New York City has banned super-sized sodas and other sugary drinks at restaurants, theatres and concession stands. Although many people praised the move, others are calling it an intrusive act by a mayor who can’t mind his own business.

Health and nutrition experts, along with industry executives, will be closely observing how this move plays out — especially amongst New Yorkers, who are collectively known as a no-nonsense bunch. Barring any court action, the measure will reportedly take effect in March 2013.

There are reports that the new regulations were approved swiftly by the city’s Board of Health. The rules will apply to any establishment with a food-service license. These establishments include fast-food places, delis, movie and Broadway theatres. The iconic concession stands at Yankee stadium and the pizzerias of Little Italy will also get swept up into the super-size ban.

They will all be prohibited from serving sugary beverages in cups or bottles larger than 16 ounces.

So far, no other U.S. city has taken a step this vast to fight obesity.

In a press conference, Mayor Michael Bloomberg defended the decision. Meanwhile, according to the Vancouver Sun, he rejected suggestions that the rule constitutes an assault on personal liberty. He noted that customers can still buy as much soda as they want, as long as they are willing to carry it in multiple containers.

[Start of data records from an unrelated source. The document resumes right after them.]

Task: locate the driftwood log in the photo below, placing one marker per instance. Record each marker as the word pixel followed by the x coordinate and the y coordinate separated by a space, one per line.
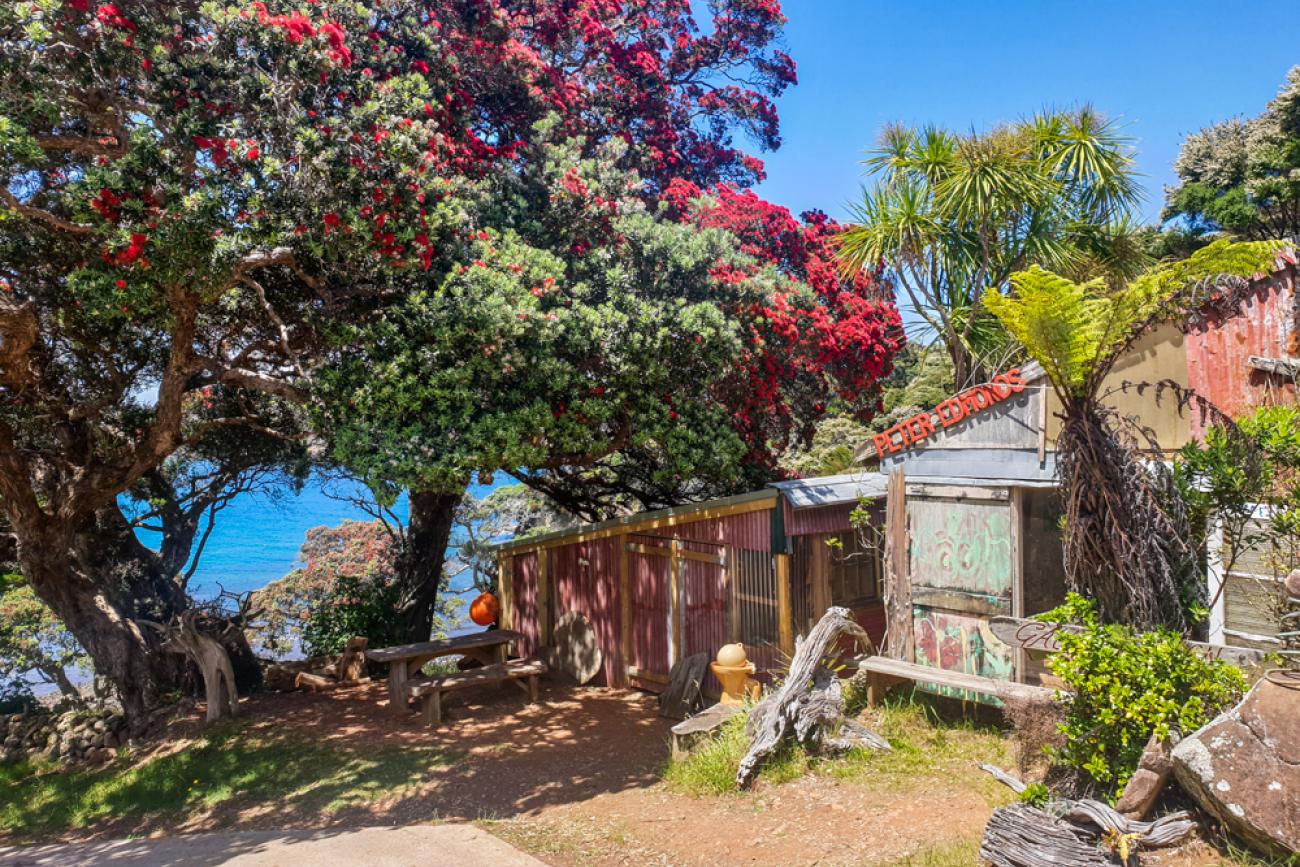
pixel 807 706
pixel 1023 836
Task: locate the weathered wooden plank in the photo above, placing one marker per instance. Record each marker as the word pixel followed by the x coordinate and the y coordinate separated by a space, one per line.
pixel 897 585
pixel 443 647
pixel 624 607
pixel 1019 659
pixel 897 668
pixel 1035 634
pixel 664 550
pixel 684 681
pixel 493 673
pixel 784 607
pixel 949 599
pixel 953 491
pixel 506 588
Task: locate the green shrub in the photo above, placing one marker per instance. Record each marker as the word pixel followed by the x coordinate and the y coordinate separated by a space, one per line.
pixel 352 607
pixel 1126 686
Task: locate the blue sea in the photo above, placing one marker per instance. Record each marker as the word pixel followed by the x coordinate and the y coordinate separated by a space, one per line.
pixel 256 538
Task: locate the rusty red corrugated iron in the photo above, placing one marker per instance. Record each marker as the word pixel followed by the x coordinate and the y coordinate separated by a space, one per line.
pixel 1218 349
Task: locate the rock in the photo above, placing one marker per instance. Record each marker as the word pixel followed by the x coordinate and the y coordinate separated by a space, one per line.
pixel 1148 780
pixel 1244 768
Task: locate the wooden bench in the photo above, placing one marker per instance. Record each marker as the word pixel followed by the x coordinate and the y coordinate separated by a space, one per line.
pixel 884 672
pixel 430 689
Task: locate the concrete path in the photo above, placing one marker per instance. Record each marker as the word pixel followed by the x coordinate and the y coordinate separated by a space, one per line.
pixel 455 845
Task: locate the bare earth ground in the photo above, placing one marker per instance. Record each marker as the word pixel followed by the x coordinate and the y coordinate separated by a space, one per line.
pixel 575 780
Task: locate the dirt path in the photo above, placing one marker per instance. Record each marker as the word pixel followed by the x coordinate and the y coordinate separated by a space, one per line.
pixel 575 780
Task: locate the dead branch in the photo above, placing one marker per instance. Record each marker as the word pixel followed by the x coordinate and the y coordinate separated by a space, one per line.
pixel 807 707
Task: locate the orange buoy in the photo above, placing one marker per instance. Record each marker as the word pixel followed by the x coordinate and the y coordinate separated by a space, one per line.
pixel 484 610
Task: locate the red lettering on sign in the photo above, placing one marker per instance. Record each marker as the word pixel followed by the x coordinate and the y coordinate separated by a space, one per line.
pixel 949 412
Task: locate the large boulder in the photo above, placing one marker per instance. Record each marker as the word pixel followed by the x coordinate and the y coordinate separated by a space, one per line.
pixel 1244 768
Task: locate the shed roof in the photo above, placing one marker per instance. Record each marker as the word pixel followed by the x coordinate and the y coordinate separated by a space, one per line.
pixel 831 490
pixel 642 521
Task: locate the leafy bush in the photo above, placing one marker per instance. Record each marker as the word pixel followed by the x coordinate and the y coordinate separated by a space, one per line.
pixel 1035 794
pixel 1129 685
pixel 345 586
pixel 352 607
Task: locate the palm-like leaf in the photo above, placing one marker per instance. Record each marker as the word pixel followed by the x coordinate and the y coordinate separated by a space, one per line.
pixel 1077 329
pixel 956 215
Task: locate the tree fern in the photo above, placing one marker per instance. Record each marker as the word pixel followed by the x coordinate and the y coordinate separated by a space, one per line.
pixel 1075 330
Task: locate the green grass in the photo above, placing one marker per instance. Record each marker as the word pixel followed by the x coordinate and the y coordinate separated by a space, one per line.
pixel 284 774
pixel 924 746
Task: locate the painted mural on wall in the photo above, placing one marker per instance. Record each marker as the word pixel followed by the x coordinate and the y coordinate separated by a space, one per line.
pixel 961 546
pixel 960 642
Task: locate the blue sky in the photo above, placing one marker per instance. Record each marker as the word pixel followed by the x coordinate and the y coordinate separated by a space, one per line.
pixel 1162 69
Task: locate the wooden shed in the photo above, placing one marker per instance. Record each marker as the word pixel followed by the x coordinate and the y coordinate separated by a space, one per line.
pixel 663 585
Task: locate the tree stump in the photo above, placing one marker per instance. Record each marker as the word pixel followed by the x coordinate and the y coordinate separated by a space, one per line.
pixel 807 706
pixel 186 634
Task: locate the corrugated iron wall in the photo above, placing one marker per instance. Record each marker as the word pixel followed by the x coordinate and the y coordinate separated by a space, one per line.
pixel 650 611
pixel 1218 349
pixel 524 593
pixel 753 620
pixel 585 579
pixel 752 530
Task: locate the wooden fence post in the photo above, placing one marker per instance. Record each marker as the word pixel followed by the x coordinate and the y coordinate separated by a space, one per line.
pixel 900 641
pixel 506 589
pixel 625 607
pixel 675 612
pixel 544 597
pixel 784 607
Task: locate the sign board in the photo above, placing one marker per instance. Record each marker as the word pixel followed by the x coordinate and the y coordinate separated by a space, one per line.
pixel 958 408
pixel 1036 634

The Vancouver Sun adds that the mayor believes the inconvenience is well worth the potential public health benefit. He also likened the city’s actions to measures taken decades ago to phase out lead in household paint.

Critics, however, were quick to react. Some of them likened the ban to Prohibition.
The Vancouver Sun quotes a New York Times poll. Last month, the survey suggested that six in 10 New Yorkers opposed the restrictions.

The restrictions reportedly do not apply to supermarkets or most convenience stores. That’s because such establishments are not subject to Board of Health regulation. And there are exceptions for beverages made mostly of milk or unsweetened fruit juice.

But an interesting note: Because convenience stores are exempt, the rules don’t even apply to 7-Eleven’s Big Gulp. Even though, as the Vancouver Sun smartly notes, the “belly-busting serving of soda has become Exhibit A in the debate over Americans’ eating habits.”

Some health experts have reportedly said it isn’t clear whether the ban will have any effect on obesity. But they said it might help trigger a change in attitude toward overeating. Much the same way that many Americans have come to view smoking as inconsiderate.